Seventh Annual Relay For Life Starts Friday

The cadence of pounding feet looping around a track was the only company Dr. Gordon Klatt ’64 had during his 24-hour solo relay in Tacoma, Washington, in 1985. Alternating between walking and running laps, Klatt traveled 83 miles around the track and raised $27,000 in donations from family and friends in what would become the 30-year-old-and-counting Relay For Life.

This year’s event, which will take place April 17-18, is the seventh annual Relay For Life at St. Thomas. Approximately 500 people, made up of students, faculty, alumni and family members of participants, are expected to partake in the relay. The coordinators of Relay For Life encourage anyone to attend the event, whether or not their lives have been touched by cancer. It will last 6 p.m.-4 a.m in the AARC field house.

The money raised at the event goes to American Cancer Society programs, including cancer research, cancer patient housing and transportation, and a 24-hour support hotline.

Klatt, the founder of Relay For Life and a recipient of the 2012 St. Thomas Day Humanitarian Award, died Aug. 3, 2014, after battling stomach cancer. Caity Kubicek ’15, president of St. Thomas’ Colleges Against Cancer, said Klatt “started the fight for more birthdays.” Klatt gave the opening speech at St. Thomas’ Relay For Life in 2013 and led participants around the first lap, which is dedicated to cancer survivors.

“Having Gordy personally inspire students at St. Thomas to continue the fight was very touching,” Kubicek said. She added that Relay For Life plays a slideshow each year to honor those who lost the battle to cancer or in support of those still fighting it within the St. Thomas community. Klatt will be honored in this year’s slideshow.

Kubicek, who became involved with Relay For Life in honor of her late grandmother, said planning an event that celebrates and remembers survivors and fights against cancer fulfills the flame inside her to make the world a better place.

The planning for the 2015 Relay For Life took nine months, and the event has an “Around the World” theme. Activities representing each continent will be held every hour.

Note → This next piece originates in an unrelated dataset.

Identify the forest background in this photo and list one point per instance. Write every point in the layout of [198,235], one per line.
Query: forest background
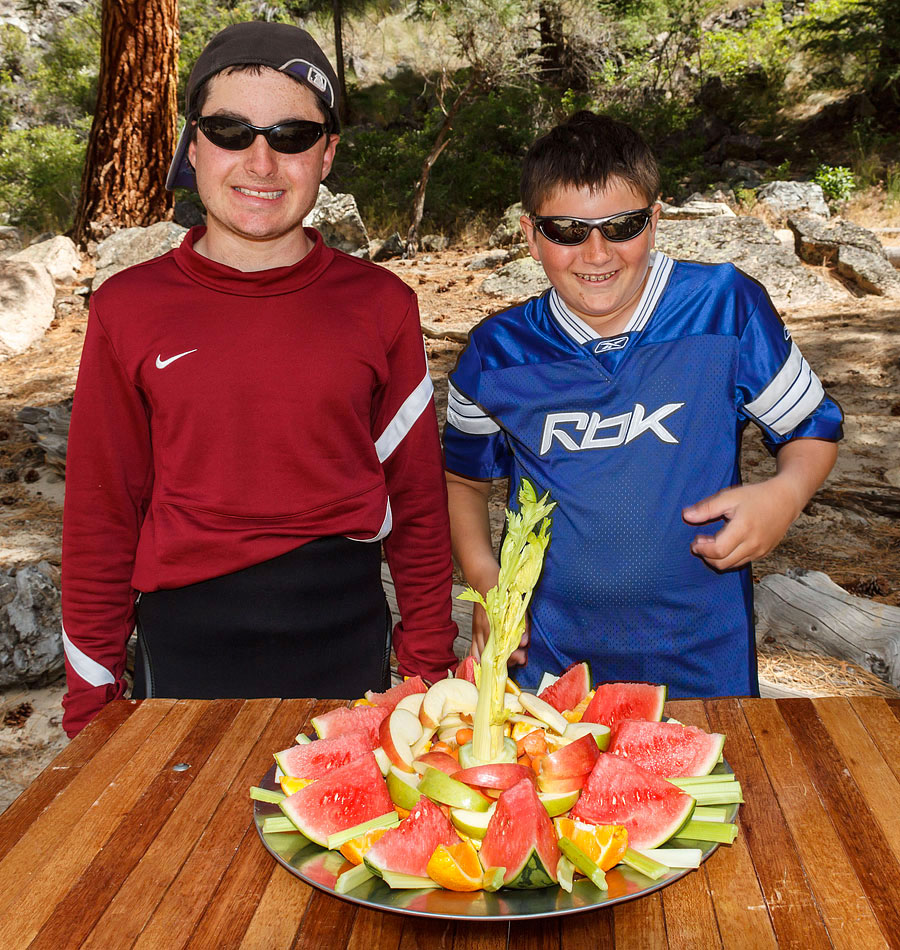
[459,90]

Participants can get henna tattoos, receive free food from Subway, Toppers Pizza and KIND Healthy Snacks, participate in a photo booth and cake walk, and see performances by Duniya Drum & Dance ensemble and magician Matt Dunn.

Traditional activities such as a silent auction, survivor dinner and luminaria ceremony also will be included.

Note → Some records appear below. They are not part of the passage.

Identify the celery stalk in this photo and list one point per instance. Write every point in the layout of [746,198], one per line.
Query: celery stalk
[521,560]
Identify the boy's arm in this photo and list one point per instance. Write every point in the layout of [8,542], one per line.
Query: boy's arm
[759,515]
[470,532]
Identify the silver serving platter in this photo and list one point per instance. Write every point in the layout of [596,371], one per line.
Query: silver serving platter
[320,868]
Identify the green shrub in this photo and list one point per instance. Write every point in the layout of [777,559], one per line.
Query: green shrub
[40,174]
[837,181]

Rahel Lemma ’16, vice president of Colleges Against Cancer, said the goal of Relay For Life is to show cancer patients that everyone is in the fight together.

“We celebrate the survivors, remember those who have lost their battle with cancer and fight back by making a commitment to help save lives,” Lemma said.

Laura Tormanen ’17, Colleges Against Cancer president elect, said the luminaria ceremony is her favorite part of the event. “During this time of the night, we turn off all of the lights and place glow sticks in the luminara bags bordering the entire track,” Tormanen said. “Each bag is decorated by a participant in honor or memory of a loved one. The sight of the massive amount of glowing bags really tugs at your heartstrings.

“It is truly an inspiring event that everyone should experience at least once in their lifetime,” Tormanen said.